How to Use Burst Mode in the Nikon D90
Action photography requires a fast shutter speed — and a fast trigger finger. Luckily, the Nikon D90 has a Release (or burst) mode, which records a continuous series of images as long as you hold down the shutter button. If you want to know how to take great digital pictures of a quick-moving subject, the Release mode is a terrific way to start.
Release mode determines how you trigger the actual image capture and what happens after you take that step. The default setting is Single Frame, which records a single image each time you press the shutter button completely. In other words, this is normal-photography mode. Burst mode, as it is more typically called, comes when you use either of the Continuous Low or Continuous High settings. (Release mode also allows you to select self-timer, delayed remote, and quick response remote settings.)
You can see which Release mode is currently selected by inspecting the Control panel or Shooting Information display (press the Info button). Look for the Release mode symbol in the areas highlighted below.
Continuous Low records a continuous series of images as long as you hold down the shutter button. At the default setting, Continuous Low mode can capture a maximum of three frames per second. But you can change the maximum capture number to 1, 2, or 4 frames per second. Just open the Custom Setting menu, select the Shooting Display submenu, and then select item d6, CL Mode Shooting Speed, shown here.
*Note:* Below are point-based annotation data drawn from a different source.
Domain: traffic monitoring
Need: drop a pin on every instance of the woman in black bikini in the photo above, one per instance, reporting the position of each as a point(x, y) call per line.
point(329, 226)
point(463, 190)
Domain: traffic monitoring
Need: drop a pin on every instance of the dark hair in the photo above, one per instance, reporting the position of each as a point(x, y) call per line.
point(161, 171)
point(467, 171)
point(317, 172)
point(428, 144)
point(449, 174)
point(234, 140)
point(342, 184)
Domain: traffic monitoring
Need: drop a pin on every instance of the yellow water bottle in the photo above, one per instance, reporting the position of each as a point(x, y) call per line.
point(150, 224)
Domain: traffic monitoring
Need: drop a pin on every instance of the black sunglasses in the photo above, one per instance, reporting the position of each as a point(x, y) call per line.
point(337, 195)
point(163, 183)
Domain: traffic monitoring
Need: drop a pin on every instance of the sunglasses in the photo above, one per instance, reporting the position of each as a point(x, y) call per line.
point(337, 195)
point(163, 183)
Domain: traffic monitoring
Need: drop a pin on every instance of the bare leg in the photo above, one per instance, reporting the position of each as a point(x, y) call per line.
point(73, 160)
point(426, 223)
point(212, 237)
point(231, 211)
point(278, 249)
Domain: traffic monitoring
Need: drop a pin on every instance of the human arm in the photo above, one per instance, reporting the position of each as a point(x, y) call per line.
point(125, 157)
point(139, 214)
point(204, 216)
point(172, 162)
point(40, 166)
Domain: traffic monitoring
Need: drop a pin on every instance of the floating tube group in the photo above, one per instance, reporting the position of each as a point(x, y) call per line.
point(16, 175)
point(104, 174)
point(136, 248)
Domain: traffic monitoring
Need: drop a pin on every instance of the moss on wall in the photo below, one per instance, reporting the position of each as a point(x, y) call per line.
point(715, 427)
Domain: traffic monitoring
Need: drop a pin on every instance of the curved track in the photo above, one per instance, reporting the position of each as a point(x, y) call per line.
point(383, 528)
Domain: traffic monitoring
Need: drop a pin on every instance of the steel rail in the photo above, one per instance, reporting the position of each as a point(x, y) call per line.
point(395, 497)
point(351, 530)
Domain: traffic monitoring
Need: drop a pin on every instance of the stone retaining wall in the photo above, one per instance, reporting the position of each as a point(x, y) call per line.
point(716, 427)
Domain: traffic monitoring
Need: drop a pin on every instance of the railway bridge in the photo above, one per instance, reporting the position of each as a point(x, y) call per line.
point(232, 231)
Continuous High works just like Continuous Low except that it has a maximum frames-per-second rate of four to five frames. You can’t adjust the maximum rate for this mode.
To change the mode, press and hold the Release Mode button on top of the camera. As soon as you press the button, all settings except the Release mode disappear from the Control panel and are dimmed in the Shooting Information display. While continuing to press the button, rotate the main command dial (on the back of the camera) to cycle through the available Release mode settings.
Both of the Continuous modes are designed to make it easier for you to capture action. But keep in mind that the actual number of frames you can record per second depends in part on your shutter speed. At a slow shutter speed, the camera may not be able to reach the maximum frame rate.